As the definition of RWE's use in Pharma has been provided here, I wil expand on why pharma relies on RWD from RWE studies. RWE studies draw on RWD from real life practice, including data obtained from insurance claims, patient registries, or electronic health records. These data are more likely to reflect the experience of heterogeneous groups who may not have been previously engaged in RCTs. However, the limitations of RWD should not discounted. These include: biased data based on physician's preferences.For example, physicians alter the description of the disease to meet insurance coverage requirements, and do not disclose errors. FDA has been made aware of these considerations as they evaluate the quality of RWE to support market approvals.

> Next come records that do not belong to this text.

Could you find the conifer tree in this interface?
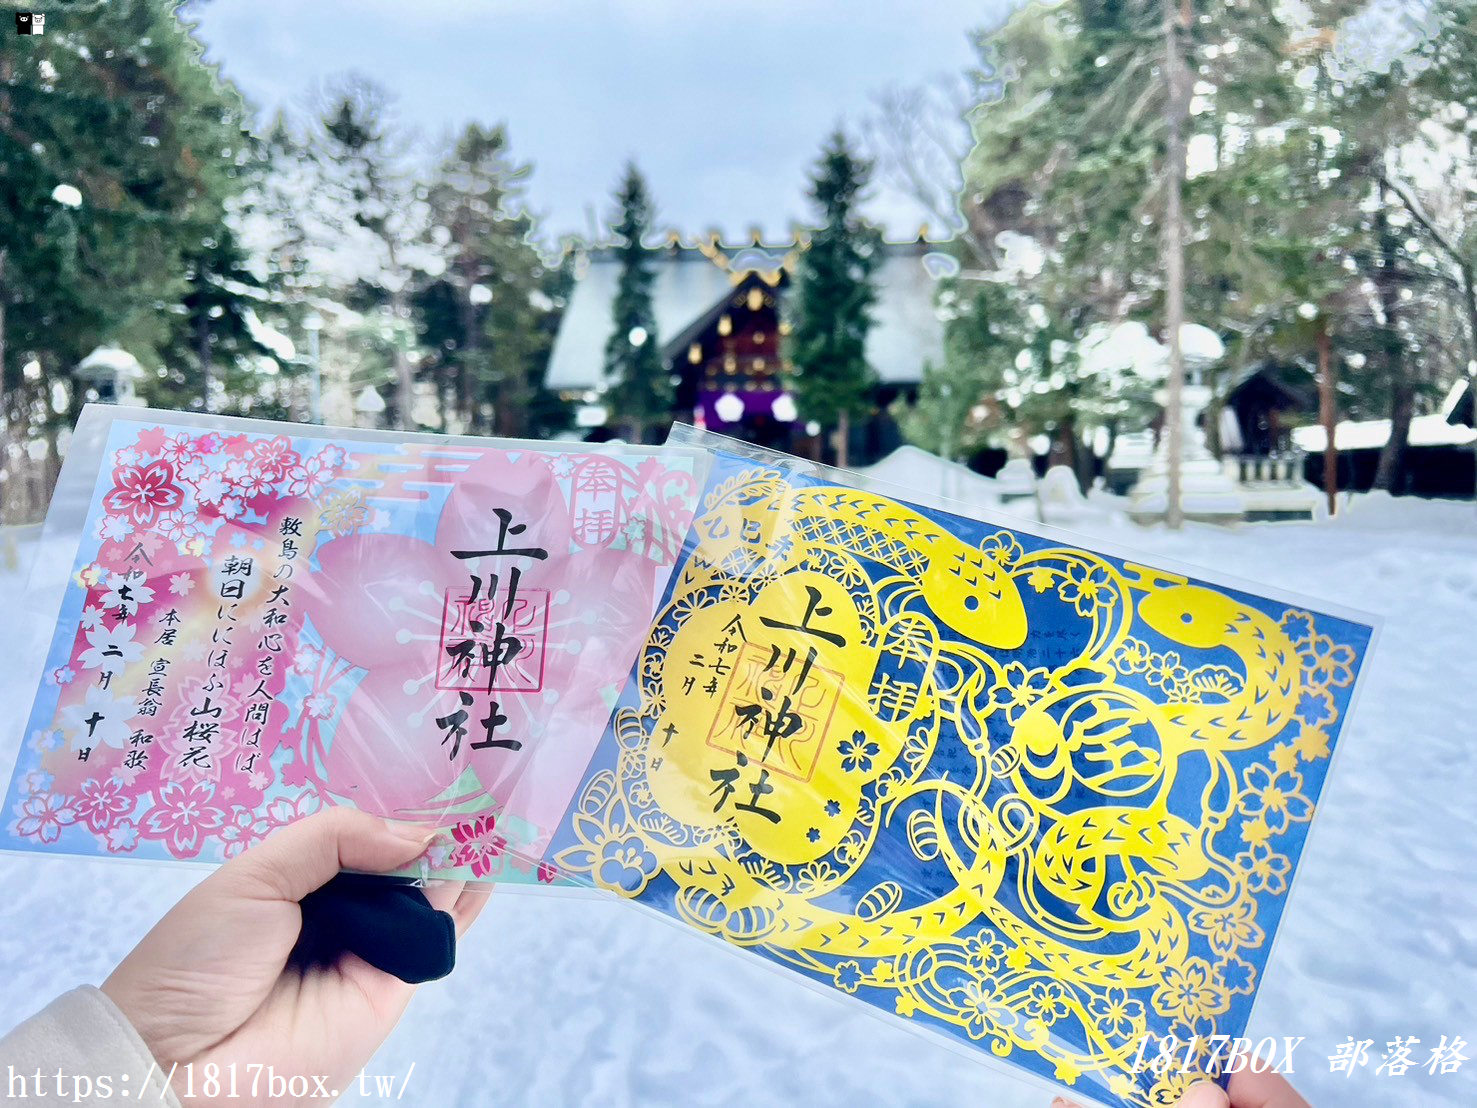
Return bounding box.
[789,130,880,468]
[602,163,668,443]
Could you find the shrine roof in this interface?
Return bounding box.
[545,238,950,391]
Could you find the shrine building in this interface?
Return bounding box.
[545,230,951,461]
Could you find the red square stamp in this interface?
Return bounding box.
[706,640,842,783]
[437,588,549,693]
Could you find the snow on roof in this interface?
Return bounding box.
[76,345,143,378]
[545,240,946,391]
[243,309,296,362]
[1293,413,1477,452]
[855,445,1001,508]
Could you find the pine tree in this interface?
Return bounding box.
[0,0,253,520]
[145,225,282,416]
[789,130,880,468]
[313,77,425,429]
[419,123,557,437]
[602,163,668,443]
[898,277,1024,462]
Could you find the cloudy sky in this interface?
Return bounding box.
[190,0,1015,244]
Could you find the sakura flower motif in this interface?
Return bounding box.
[251,435,301,481]
[155,509,198,547]
[11,792,78,844]
[303,692,338,720]
[425,842,454,869]
[178,458,208,483]
[60,684,138,751]
[101,570,155,617]
[49,667,75,686]
[224,457,275,499]
[168,572,195,597]
[218,805,270,858]
[536,861,558,884]
[77,620,144,675]
[159,432,202,468]
[22,769,55,794]
[144,781,225,858]
[292,645,322,675]
[111,760,146,788]
[285,453,331,498]
[73,777,133,833]
[989,661,1053,724]
[102,459,183,525]
[29,727,62,753]
[79,564,106,588]
[1059,561,1113,616]
[106,819,140,854]
[220,496,245,520]
[193,473,229,506]
[196,432,224,454]
[838,731,881,774]
[450,815,508,878]
[1237,764,1314,834]
[114,448,141,467]
[98,514,135,543]
[621,515,648,544]
[265,791,322,829]
[78,605,106,631]
[247,770,271,791]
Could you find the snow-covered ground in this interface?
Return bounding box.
[1,490,1474,1108]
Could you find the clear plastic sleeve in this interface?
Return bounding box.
[528,424,1381,1107]
[1,405,707,885]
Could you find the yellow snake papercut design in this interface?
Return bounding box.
[552,461,1370,1107]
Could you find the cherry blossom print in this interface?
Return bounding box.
[102,458,184,525]
[11,792,78,843]
[250,435,301,480]
[73,777,133,833]
[76,620,144,675]
[105,819,140,853]
[143,780,224,858]
[59,684,137,751]
[101,569,155,617]
[450,814,508,878]
[4,419,694,879]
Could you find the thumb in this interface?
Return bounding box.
[1175,1082,1231,1108]
[214,808,434,903]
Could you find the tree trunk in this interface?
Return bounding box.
[1161,0,1191,529]
[384,234,415,431]
[835,411,851,469]
[197,309,214,413]
[1316,317,1338,516]
[1372,192,1412,494]
[1373,379,1414,494]
[391,289,414,431]
[0,246,8,448]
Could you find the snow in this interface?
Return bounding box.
[243,307,297,362]
[857,445,1002,507]
[75,346,144,380]
[1293,414,1477,452]
[2,491,1476,1107]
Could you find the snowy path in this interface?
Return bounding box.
[2,495,1474,1107]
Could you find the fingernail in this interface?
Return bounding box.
[1051,1098,1084,1108]
[386,821,435,847]
[1176,1082,1230,1108]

I would argue RWE is not used by Pharma much. Although- I'm not in the biotech industry. I am however- part of the patient centerdness movement and an Ambassador fot the Patient Centered Outcomes Research Institute. What is incredibly inportant in ALL medical treatments is that patients have access to info on various treatments and be able to weigh all options and select the best one FOR THEM. It's changing- but health care is generally about avoiding death and mitigating "bad" things. Drug trials and things are already extremely pricey without increasing sizes of trial patient panels and things. To use a clear example- still today, a lot of surgeries result in loss of continence and loss of sexual function. Depending on the specific prostate issue- some surgeons can avoid these effects. Regardless- risks and impacts for the most part are not clearly explained to patients before surgery. Risks and benefits of different treatments are not explained. RWE vary great. Same is true for pharma. lots of work to be done!
And here is another idea.
Phase 0 to Phase 4 clinical studies are typically tightly controlled.
For getting real RWE data, why not set up and run Phase 5 clinical studies?
Design: follow dosing recommendations as per package insert.
Data: as recorded by patients (e.g., by filling a simple template to document compliance or a lack of).
Data: drug effects and side effects as reported by patients.
Clinical input: periodic scheduled medical exams to monitor overall outcomes (with test depending on indication & drug).